Caution is appropriate while investigations continue. Yet, ultimately, honour surely demands that Malaysia break off diplomatic and indeed all relations with this rogue regime: so utterly contemptuous as to commit a dangerous assassination on a friendly country’s soil.

That’s what Myanmar did in 1983. Then known as Burma, and ruled by generals suspicious of the wider world, the country was good friends with the similarly introverted DPRK – which repaid that friendship by blowing up Yangon’s Martyrs Memorial in a bid to kill South Korea’s visiting president, Chun Doo-hwan. Chun survived by arriving late, but 19 died including four of his ministers.

Then as now Pyongyang denied any role, though one bomber was caught and confessed all. He died in jail 25 years later, never acknowledged by the regime that had dispatched him. For a decade Myanmar shunned the DPRK, but eventually contacts – mainly military – resumed.

In Southeast Asia as elsewhere, the nice, useful Korea is of course the other one. South Korea is renowned regionally for construction, particularly after building one of Kuala Lumpur’s Petronas Twin Towers.

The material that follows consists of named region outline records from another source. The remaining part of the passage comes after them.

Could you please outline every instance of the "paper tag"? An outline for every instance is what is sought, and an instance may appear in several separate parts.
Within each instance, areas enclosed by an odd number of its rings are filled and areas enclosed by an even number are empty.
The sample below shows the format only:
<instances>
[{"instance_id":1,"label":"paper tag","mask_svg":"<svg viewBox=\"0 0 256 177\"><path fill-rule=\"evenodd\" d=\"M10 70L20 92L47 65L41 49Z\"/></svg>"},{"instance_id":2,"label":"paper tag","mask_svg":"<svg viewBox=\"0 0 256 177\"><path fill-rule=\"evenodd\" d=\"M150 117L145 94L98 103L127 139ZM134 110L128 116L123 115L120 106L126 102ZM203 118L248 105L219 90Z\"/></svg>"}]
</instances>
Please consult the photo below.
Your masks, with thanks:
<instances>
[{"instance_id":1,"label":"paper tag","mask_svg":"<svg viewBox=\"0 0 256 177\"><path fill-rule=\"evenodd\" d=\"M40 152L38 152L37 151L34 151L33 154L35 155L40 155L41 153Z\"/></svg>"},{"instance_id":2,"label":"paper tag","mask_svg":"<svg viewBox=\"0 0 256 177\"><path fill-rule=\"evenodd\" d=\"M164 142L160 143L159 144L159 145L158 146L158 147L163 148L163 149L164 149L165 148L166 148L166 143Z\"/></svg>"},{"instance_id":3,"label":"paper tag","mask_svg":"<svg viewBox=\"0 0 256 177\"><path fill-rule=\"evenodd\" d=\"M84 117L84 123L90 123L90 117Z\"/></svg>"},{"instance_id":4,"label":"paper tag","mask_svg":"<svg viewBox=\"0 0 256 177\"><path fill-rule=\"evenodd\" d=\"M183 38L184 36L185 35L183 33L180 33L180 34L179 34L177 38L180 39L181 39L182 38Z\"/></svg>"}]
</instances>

North Korea by contrast is neither use nor ornament. Yet because the South is a close US ally, in the 1970s a few states recognised the DPRK to make a point.

Thailand is another nation bafflingly indulgent of the DPRK, which in 1999 sent a hit squad to kidnap one of its diplomats trying to defect there. Only a car crash near the Laos border foiled this attempt. The Thais were miffed for a month or two, but soon resumed business as usual.

North Korea also buys rice, but rarely pays. While Thailand’s Loxley Pacific built the DPRK’s first mobile phone network, it was displaced by Egypt’s Orascom, which offered 3G and was duly shafted in turn. Loxley still runs North Korea’s internet access, which can’t bring much profit but has reputational costs, including alleged implication in 2014’s famed Sony Pictures hack.

Why put up with all this? Kudos for trying, but it’s past time for Southeast Asia to admit that being nice to North Korea has failed. The Kim Jong-nam situation shows the leopard has in no way changed its spots. Pyongyang despises weakness and has cynically exploited kindness.

But the region might finally be catching on. Last November the DPRK’s request to set up a dialogue partnership was rejected by Asean, citing two illegal nuclear tests that year alone. The use of the banned nerve agent VX to murder Kim Jong-nam should be a clincher, and a turning point.

Some nations have to deal with North Korea: the great powers, and its neighbours. But others don’t, and arguably shouldn’t. Pyongyang is all pain, no gain. Southeast Asian countries should ditch their illusions and boycott this recidivist rogue until it mends its ways.

Aidan Foster-Carter is an honorary senior research fellow in sociology and modern Korea at Leeds University, UK, and a freelance analyst covering the peninsula for publications including the Guardian, the Economist and the Wall Street Journal.